2.13.12

This is a question that came to me the other day from a person in PA.

“ May I get your advice on training two retriever pups at the same time as I want to do a good job training them.”

This, and I’m going to call it a dilemma, comes up quite frequently. When I have a chance to advise against having two puppies at the same time I definitely do it.  It is a challenge to do this successfully.

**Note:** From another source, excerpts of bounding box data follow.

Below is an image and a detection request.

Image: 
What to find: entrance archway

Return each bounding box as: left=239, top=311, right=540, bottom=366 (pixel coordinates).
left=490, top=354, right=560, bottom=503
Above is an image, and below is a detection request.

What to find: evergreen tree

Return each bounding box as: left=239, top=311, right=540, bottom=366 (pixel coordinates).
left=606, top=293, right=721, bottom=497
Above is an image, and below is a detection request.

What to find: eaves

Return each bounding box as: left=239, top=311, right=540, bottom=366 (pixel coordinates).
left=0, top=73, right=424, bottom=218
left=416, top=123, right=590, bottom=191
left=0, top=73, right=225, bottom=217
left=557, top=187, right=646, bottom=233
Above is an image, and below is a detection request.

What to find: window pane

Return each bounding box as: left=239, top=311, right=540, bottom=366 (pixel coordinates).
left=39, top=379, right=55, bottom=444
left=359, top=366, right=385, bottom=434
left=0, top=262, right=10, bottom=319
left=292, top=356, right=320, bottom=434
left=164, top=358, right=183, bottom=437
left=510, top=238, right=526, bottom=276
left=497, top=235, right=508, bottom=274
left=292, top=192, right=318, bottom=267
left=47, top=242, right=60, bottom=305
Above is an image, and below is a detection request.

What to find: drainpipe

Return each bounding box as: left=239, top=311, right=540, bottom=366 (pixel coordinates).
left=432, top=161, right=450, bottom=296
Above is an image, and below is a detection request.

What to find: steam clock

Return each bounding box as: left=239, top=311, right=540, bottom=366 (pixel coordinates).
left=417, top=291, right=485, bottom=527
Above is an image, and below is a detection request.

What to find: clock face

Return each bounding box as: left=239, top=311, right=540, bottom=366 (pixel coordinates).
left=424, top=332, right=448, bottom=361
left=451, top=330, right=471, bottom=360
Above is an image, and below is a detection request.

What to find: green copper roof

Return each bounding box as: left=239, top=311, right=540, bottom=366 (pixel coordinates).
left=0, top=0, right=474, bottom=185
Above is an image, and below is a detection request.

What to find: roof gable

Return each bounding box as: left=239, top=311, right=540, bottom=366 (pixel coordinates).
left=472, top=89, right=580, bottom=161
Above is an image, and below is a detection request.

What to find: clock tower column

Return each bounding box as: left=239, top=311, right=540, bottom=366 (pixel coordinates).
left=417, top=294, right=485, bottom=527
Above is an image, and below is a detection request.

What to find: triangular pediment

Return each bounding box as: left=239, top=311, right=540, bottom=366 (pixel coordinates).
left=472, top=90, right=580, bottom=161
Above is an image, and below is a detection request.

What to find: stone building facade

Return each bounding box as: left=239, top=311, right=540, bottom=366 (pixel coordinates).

First of all, each puppy must think that YOU are the main attraction in their life. If they are with another puppy that won’t happen.  The two puppies will bond and be a team and you won’t be the main source of their interest.  I have attempted to do this on several occasions and I can assure you that it is, if done properly, a lot of extra work.  But if you are stuck in a situation where you have two puppies that are the same age here are a few rules that you must pay attention to if you want either of the puppies to turn out well.    #1 The seven week rule applies.  Puppies are to be separated, totally separated, from their littermates and their mother at 49 days old.   #2 Each puppy must have his own space, his own crate, his own time alone with you, they must eat separately so one doesn’t dominate the other, and his own time in the back yard playing etc, etc.   #3 It is okay for each puppy to be with an older dog on some occasions but should not visit their littermate at all during the first couple of months.    #4 One of the problems with having more than one puppy is that we tend to try to evaluate which puppy is superior instead of treating each puppy as an individual and train it as though it were the only puppy in the world.   #5 If you have only twenty minutes to walk your puppy and you have two of them then each puppy only gets ten minutes.  Even more restricting is if you have only five minutes to walk your puppy and you have two of them, each puppy only gets a 2 ½ min walk.  In a general sense it’s possible to have two puppies be successful in the same home at the same time but it is very rare.   #6 After the puppies are five or six months old and have bonded with you and you are the pack leader and the subject of their full attention then you may start to introduce the puppies to each other, gradually at first but still maintaining individual contact and training sessions with each one individually.  Raising two puppies together can be successful but it takes a great deal of discipline and a lot of extra time.